8. Visualizing a Rational Allocation

Let me show you a very simple comparison of two SOAP strategies for a hypothetical U.S. DO with okay scores, open to primary care.

Strategy A (emotional):

  • 10 urban IM in coastal cities
  • 10 psych in popular locations
  • 10 TY/prelim at name-brand hospitals
  • 10 FM in urban or suburban areas only

Strategy B (quantitative):

  • 20 FM including rural/underserved
  • 15 community IM including non-coastal, DO-friendly
  • 5 psych where CV fits
  • 5 prelim IM/TY where there are real ties

Assign rough p-values:

  • Urban IM/psych/TY: 1–2%
  • Urban FM: 3–4%
  • Rural FM: 5–7%
  • Community IM (non-coastal, DO-friendly): 3–5%

bar chart: Strategy A - Emotional, Strategy B - Quantitative

Estimated Probability of ≥1 SOAP Offer by Strategy
CategoryValue
Strategy A - Emotional28
Strategy B - Quantitative72

The numbers tell the story:

  • Strategy A yields maybe ~25–30% chance of one offer.
  • Strategy B can push into the 60–70%+ territory.

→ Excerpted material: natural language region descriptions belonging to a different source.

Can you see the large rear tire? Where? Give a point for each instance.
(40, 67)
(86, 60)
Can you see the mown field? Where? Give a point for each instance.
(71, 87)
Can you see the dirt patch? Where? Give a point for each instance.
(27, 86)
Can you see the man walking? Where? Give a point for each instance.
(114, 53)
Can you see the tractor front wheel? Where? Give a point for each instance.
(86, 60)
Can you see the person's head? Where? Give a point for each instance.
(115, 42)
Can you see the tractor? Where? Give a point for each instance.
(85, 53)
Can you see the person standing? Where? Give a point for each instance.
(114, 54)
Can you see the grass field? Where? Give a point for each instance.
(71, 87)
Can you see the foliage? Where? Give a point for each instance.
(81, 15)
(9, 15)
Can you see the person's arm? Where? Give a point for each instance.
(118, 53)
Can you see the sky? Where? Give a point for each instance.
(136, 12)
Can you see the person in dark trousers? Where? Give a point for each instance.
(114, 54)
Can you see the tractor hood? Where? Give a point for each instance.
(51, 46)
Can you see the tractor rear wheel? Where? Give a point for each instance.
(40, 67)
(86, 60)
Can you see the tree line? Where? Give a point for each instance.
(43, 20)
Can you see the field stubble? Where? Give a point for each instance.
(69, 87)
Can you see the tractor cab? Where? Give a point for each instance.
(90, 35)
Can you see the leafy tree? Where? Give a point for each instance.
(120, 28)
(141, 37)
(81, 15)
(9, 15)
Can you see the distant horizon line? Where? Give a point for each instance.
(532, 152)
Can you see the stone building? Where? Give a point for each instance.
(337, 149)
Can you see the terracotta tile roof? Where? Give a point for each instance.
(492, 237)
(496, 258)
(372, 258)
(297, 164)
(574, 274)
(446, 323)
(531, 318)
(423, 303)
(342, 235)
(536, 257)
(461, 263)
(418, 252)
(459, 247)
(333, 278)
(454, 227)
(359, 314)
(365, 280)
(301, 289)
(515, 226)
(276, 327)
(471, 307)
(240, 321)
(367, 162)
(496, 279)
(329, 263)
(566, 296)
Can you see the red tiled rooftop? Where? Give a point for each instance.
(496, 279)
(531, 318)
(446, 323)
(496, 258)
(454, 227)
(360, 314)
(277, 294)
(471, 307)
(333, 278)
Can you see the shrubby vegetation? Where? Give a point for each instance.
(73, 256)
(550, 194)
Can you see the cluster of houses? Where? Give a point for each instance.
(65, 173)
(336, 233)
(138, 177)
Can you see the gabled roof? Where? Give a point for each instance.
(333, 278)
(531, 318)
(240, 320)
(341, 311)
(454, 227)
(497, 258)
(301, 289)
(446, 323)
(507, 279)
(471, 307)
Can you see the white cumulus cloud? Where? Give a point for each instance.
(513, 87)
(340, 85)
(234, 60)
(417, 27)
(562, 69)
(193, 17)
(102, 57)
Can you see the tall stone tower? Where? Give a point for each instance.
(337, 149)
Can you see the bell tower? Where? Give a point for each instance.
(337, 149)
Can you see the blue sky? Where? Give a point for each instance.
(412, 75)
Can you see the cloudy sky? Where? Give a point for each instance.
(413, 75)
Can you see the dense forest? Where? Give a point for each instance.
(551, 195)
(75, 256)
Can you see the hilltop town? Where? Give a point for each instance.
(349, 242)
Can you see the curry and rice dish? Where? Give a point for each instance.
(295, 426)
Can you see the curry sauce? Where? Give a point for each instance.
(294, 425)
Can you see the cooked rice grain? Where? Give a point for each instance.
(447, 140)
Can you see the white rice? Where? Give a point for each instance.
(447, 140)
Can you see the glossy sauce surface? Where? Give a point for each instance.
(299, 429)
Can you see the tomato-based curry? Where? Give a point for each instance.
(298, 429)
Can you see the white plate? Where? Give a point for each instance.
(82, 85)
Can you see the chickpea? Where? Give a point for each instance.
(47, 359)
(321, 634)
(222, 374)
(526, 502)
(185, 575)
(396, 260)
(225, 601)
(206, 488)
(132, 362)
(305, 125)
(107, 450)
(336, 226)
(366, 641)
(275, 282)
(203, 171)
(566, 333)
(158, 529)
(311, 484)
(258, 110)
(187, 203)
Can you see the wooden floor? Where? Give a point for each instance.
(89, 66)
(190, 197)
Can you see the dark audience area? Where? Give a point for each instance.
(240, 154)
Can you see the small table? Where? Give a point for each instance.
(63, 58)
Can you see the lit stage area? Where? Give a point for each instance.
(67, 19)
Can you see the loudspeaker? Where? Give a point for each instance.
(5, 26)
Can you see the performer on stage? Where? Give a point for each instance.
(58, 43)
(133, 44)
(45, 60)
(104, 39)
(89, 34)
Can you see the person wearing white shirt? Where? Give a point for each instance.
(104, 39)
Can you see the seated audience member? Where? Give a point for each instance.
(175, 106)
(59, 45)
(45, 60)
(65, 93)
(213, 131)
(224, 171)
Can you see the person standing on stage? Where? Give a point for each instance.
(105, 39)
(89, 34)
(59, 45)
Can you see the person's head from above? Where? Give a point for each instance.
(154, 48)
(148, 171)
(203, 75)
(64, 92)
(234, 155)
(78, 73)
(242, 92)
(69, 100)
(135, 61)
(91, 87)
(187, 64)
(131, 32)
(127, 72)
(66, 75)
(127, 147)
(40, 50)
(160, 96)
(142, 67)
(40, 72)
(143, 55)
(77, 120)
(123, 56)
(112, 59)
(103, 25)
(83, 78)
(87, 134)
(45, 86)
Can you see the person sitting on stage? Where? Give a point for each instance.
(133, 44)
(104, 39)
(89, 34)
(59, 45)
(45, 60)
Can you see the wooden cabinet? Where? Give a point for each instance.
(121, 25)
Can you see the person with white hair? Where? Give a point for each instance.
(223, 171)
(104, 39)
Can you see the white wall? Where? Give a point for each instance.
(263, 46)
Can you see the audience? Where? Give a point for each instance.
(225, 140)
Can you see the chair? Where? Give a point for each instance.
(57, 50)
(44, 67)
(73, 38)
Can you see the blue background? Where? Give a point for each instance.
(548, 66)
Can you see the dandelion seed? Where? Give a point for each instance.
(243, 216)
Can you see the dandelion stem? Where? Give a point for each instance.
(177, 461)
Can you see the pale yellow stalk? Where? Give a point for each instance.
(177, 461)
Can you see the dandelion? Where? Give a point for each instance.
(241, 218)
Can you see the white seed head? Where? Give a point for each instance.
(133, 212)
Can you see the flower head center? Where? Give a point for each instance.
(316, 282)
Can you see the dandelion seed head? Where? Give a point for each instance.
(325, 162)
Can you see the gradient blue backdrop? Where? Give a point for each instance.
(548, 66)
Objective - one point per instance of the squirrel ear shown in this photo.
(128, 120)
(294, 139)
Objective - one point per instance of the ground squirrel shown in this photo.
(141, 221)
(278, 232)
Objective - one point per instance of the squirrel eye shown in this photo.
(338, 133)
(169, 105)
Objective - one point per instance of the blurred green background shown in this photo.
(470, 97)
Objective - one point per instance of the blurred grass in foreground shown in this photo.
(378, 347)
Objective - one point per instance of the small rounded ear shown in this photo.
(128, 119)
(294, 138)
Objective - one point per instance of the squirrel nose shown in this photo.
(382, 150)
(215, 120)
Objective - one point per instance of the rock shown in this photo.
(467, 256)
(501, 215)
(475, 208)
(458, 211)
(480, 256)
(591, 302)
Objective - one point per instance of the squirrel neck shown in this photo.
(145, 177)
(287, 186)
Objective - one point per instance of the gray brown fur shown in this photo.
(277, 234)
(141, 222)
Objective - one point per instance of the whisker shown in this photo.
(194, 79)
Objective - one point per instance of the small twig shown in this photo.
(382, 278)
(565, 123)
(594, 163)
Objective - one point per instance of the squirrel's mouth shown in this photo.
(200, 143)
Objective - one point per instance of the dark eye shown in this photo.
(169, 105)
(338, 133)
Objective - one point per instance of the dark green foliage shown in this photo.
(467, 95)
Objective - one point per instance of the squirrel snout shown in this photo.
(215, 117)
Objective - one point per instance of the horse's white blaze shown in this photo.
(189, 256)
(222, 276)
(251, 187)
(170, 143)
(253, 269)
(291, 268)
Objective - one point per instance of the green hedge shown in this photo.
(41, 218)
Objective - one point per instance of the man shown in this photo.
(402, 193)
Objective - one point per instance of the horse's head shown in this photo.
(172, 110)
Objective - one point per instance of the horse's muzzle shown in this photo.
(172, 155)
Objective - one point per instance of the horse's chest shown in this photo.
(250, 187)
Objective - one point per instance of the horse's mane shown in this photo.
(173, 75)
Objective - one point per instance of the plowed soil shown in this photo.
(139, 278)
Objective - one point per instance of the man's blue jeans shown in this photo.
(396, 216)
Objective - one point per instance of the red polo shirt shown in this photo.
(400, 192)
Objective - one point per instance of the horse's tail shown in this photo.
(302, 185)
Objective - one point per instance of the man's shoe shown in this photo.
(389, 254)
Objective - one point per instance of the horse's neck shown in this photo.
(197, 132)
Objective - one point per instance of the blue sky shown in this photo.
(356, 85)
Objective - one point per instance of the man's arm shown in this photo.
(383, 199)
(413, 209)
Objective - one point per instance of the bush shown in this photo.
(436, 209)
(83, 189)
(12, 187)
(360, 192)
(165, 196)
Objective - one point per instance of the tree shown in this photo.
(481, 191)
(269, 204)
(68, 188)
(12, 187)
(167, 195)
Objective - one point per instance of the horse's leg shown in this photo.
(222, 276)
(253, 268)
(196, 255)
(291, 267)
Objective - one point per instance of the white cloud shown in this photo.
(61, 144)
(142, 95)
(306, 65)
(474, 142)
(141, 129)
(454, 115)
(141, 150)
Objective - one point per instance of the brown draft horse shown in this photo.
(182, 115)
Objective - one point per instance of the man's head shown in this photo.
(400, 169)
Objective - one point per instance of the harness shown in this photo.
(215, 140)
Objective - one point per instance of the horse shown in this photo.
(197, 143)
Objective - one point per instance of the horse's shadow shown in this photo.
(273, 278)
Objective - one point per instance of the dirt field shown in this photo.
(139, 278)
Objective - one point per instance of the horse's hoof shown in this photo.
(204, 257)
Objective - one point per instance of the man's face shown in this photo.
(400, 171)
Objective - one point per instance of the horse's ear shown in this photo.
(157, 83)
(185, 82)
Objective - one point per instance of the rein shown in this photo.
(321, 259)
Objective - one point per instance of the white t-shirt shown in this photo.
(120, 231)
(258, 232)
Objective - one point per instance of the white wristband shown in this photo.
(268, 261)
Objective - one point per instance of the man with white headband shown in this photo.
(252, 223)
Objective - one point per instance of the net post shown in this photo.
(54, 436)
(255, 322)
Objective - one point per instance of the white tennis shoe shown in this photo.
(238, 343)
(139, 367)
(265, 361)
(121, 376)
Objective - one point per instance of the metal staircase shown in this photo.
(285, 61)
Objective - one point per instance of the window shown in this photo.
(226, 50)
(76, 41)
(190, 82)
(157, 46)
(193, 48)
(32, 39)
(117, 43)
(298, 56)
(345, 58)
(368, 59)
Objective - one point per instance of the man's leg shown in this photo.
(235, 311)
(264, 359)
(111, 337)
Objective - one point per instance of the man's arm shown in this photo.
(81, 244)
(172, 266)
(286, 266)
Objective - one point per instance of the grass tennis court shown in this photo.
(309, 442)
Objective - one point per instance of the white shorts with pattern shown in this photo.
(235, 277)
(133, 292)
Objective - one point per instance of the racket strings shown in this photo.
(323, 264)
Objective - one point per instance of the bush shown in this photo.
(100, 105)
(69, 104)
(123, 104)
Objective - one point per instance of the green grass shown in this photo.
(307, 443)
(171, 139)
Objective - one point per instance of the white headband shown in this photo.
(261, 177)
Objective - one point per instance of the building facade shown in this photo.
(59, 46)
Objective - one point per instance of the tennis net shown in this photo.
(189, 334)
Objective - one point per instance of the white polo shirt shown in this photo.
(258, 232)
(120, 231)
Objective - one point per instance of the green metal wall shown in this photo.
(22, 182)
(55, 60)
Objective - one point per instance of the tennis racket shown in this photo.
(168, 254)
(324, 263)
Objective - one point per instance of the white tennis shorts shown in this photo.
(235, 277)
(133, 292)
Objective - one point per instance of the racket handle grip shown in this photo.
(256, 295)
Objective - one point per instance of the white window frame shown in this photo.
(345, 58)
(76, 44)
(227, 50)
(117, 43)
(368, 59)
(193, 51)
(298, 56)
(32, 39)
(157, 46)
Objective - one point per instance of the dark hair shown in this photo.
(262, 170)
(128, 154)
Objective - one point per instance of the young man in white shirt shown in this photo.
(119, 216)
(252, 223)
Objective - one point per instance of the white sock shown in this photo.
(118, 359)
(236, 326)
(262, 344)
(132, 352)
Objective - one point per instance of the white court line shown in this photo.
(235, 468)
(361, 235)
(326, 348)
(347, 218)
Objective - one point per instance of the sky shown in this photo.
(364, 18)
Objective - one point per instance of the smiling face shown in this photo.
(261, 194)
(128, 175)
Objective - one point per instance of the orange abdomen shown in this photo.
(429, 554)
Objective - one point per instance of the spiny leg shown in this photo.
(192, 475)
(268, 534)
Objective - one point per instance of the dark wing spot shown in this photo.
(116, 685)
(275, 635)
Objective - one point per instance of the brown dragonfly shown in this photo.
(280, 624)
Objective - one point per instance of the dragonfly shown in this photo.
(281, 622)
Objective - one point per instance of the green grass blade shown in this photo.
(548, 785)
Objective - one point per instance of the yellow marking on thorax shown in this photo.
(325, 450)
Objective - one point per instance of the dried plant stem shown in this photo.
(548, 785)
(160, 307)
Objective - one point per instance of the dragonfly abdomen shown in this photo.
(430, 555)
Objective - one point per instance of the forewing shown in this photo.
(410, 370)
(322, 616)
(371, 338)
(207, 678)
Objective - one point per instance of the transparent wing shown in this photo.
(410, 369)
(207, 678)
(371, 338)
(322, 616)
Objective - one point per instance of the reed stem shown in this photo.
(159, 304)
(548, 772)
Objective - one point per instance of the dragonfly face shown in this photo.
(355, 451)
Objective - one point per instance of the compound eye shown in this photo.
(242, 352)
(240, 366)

Same applicant. Same total number of applications. Different allocation. Different future.


With these numbers internalized, you are not just “hoping SOAP works out.” You are actively engineering the best odds the system will give you. The next step is executing under time pressure—building a spreadsheet, ranking programs ruthlessly, and coordinating with your dean’s office in real time. But that is another layer of strategy, and another conversation.